---
title: "Software Tools in Haskell: crypt"
subtitle: xor stdin with a list of keys
date: 2016-02-25
author: nbloomf
tags: software-tools-in-haskell, literate-haskell
---

As usual, we start with some imports.

> -- sth-crypt: xor chars on stdin with a list of keys
> module Main where
> 
> import System.Environment (getArgs)
> import System.Exit (exitSuccess)
> import Data.Char (ord, chr, readLitChar)

See also the [Backslash](/posts/software-tools-in-haskell/Lib/Backslash.html) module.

> import Lib.Backslash (bsUnEsc)

This program performs very (very!) simple encryption by xor-ing ``stdin`` with a list of keys, supplied by the user at the command line.

At the bit level, ``a xor b`` is 0 if ``a`` and ``b`` are equal and is ``1`` otherwise. Two lists of bits are ``xor``ed entrywise, with the shorter list padded with $0$s. We can think of ``xor`` as an operation on natural numbers by converting to and from base 2, and finally we can think of ``xor`` as an operation on *characters* by converting to and from natural numbers (a.k.a. code points). Then to ``xor`` two strings we ``xor`` characterwise.

We will implement these operations bare-handed.

> class XOR t where
>   xor :: t -> t -> t
> 
>   xors :: [t] -> [t] -> [t]
>   xors [] ys = ys
>   xors xs [] = xs
>   xors (x:xs) (y:ys) = (xor x y) : xors xs ys
> 
> 
> data Bit
>   = Zero | One
>   deriving (Eq, Show)
> 
> instance XOR Bit where
>   xor Zero Zero = Zero
>   xor Zero One  = One
>   xor One  Zero = One
>   xor One  One  = Zero
> 
> 
> instance XOR Int where
>   xor a b = bitsToInt $ xors (intToBits a) (intToBits b)
>     where
>       intToBits :: (Integral n) => n -> [Bit]
>       intToBits k = case getBits k of
>         [] -> [Zero]
>         bs -> bs
>         where
>           getBits t
>             | t <= 0    = []
>             | otherwise = case even t of
>                 True  -> Zero : (getBits $ t`quot`2)
>                 False -> One  : (getBits $ (t-1)`quot`2)
> 
>       bitsToInt :: (Integral n) => [Bit] -> n
>       bitsToInt = sum . zipWith (*) [2^t | t <- [0..]] . map bitToInt
>         where
>           bitToInt Zero = 0
>           bitToInt One  = 1
> 
> 
> instance XOR Char where
>   xor x y = chr $ xor (ord x) (ord y)

When we ``xor`` two strings together, one is called the *plaintext* and the other is called the *key*. If the key is shorter than the plaintext we simply repeat it from the beginning as many times as needed.

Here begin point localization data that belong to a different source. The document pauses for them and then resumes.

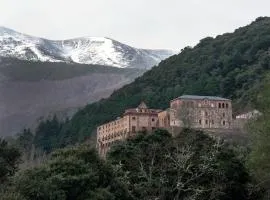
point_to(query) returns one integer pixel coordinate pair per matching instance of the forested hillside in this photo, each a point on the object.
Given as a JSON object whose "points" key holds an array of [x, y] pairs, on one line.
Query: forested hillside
{"points": [[231, 65]]}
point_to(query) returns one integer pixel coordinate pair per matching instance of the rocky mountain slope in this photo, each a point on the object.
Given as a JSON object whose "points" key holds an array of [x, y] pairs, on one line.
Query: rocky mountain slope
{"points": [[32, 91], [232, 65], [84, 50]]}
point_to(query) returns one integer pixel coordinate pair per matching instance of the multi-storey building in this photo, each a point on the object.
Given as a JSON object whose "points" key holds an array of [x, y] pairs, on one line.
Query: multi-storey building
{"points": [[133, 120], [203, 112]]}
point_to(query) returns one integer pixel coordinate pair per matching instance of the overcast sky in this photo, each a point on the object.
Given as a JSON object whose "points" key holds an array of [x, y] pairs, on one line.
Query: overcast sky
{"points": [[171, 24]]}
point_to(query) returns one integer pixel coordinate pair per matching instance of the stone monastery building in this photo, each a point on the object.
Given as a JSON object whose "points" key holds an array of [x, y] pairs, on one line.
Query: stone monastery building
{"points": [[201, 112]]}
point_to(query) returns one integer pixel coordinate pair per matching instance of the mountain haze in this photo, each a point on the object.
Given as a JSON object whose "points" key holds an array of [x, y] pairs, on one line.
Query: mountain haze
{"points": [[83, 50], [31, 91], [232, 65]]}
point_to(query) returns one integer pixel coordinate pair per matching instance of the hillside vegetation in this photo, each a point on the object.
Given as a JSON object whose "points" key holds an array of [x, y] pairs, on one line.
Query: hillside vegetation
{"points": [[231, 65]]}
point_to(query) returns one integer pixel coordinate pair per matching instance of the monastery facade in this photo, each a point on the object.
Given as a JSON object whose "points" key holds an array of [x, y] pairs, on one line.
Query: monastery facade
{"points": [[200, 112]]}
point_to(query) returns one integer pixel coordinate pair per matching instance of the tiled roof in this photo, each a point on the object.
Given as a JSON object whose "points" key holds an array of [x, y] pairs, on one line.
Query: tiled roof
{"points": [[196, 97]]}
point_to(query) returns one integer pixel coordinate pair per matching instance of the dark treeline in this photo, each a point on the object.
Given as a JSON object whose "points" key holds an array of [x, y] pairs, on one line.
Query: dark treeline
{"points": [[150, 166]]}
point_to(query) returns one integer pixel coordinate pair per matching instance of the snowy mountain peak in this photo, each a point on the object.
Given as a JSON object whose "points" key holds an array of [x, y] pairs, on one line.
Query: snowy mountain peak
{"points": [[85, 50]]}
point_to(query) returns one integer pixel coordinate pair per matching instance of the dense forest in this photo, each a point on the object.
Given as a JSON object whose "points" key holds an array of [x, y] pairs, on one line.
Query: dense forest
{"points": [[147, 167], [192, 165], [231, 65]]}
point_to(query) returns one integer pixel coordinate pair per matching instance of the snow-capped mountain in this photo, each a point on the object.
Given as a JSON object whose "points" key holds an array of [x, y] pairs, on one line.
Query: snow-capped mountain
{"points": [[85, 50]]}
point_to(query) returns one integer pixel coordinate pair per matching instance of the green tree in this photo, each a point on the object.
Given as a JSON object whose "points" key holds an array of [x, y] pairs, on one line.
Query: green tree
{"points": [[73, 173], [191, 166], [259, 160], [9, 160]]}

The result is a new string, the *ciphertext*, which will generally not be recognizable. However, we can recover the plaintext by repeating the ``xor`` operation with the same key.

This method of encrytion has several interesting properties. (I am hesitant to call these unequivocal "pros" or "cons", since every encryption scheme involves tradeoffs.)

* Extremely simple to implement.
* Is a symmetric cipher; in fact, exactly the same key is used for encryption and decryption.
* If the key is short compared to the text, is vulnerable to statistical attacks. (Beyond the usual brute-force attacks that come with short keys.)
* Can be used to implement a [one-time pad](https://www.wikipedia.org/wiki/One-time_pad), which to my knowledge is the only provably secure encryption scheme. (To do this, the key must be the same length as the plaintext.)
* Can only be used on character encodings of size $2^n$ (which unicode is), which preferably have a canonical mapping to the integers from $0$ to $2^n - 1$ (which unicode does).
* When used on a large alphabet, most significant bits can play an important role. For instance, if we are encrypting a text which consists only of ASCII (the first 128 characters of unicode) and use a key consisting of characters with a bit higher than the 7th set, then these high bits will never be ``xor``ed away. I haven't thought about this in depth, but I suspect this opens up a new class of statistical attacks.
* Related to the previous property, practical text does not use the full range of unicode -- more likely it is restricted to the characters used in a particular language. This may open a class of attacks.
* When used with ASCII or unicode, generally the ciphertext will include control characters. This can make it inconvenient to use text-oriented tools on encrypted text. We could fix this with a different mapping from characters to numbers, but doing so would probably weaken the encryption even further by reducing the alphabet size.

Here's the main program.

> main :: IO ()
> main = do
>   keys <- fmap (map bsUnEsc) getArgs
>   charFilter (cryptWith keys)
>   exitSuccess
> 
> 
> cryptWith :: [String] -> String -> String
> cryptWith ks str = foldr crypt str ks
>   where
>     crypt :: String -> String -> String
>     crypt ""  str = str
>     crypt key str = zipWith xor str (concat $ repeat key)

We definitely want the user to specify an encryption key from the command line. But generally, the user can specify many (or no!) command line arguments. What should we do if that happens?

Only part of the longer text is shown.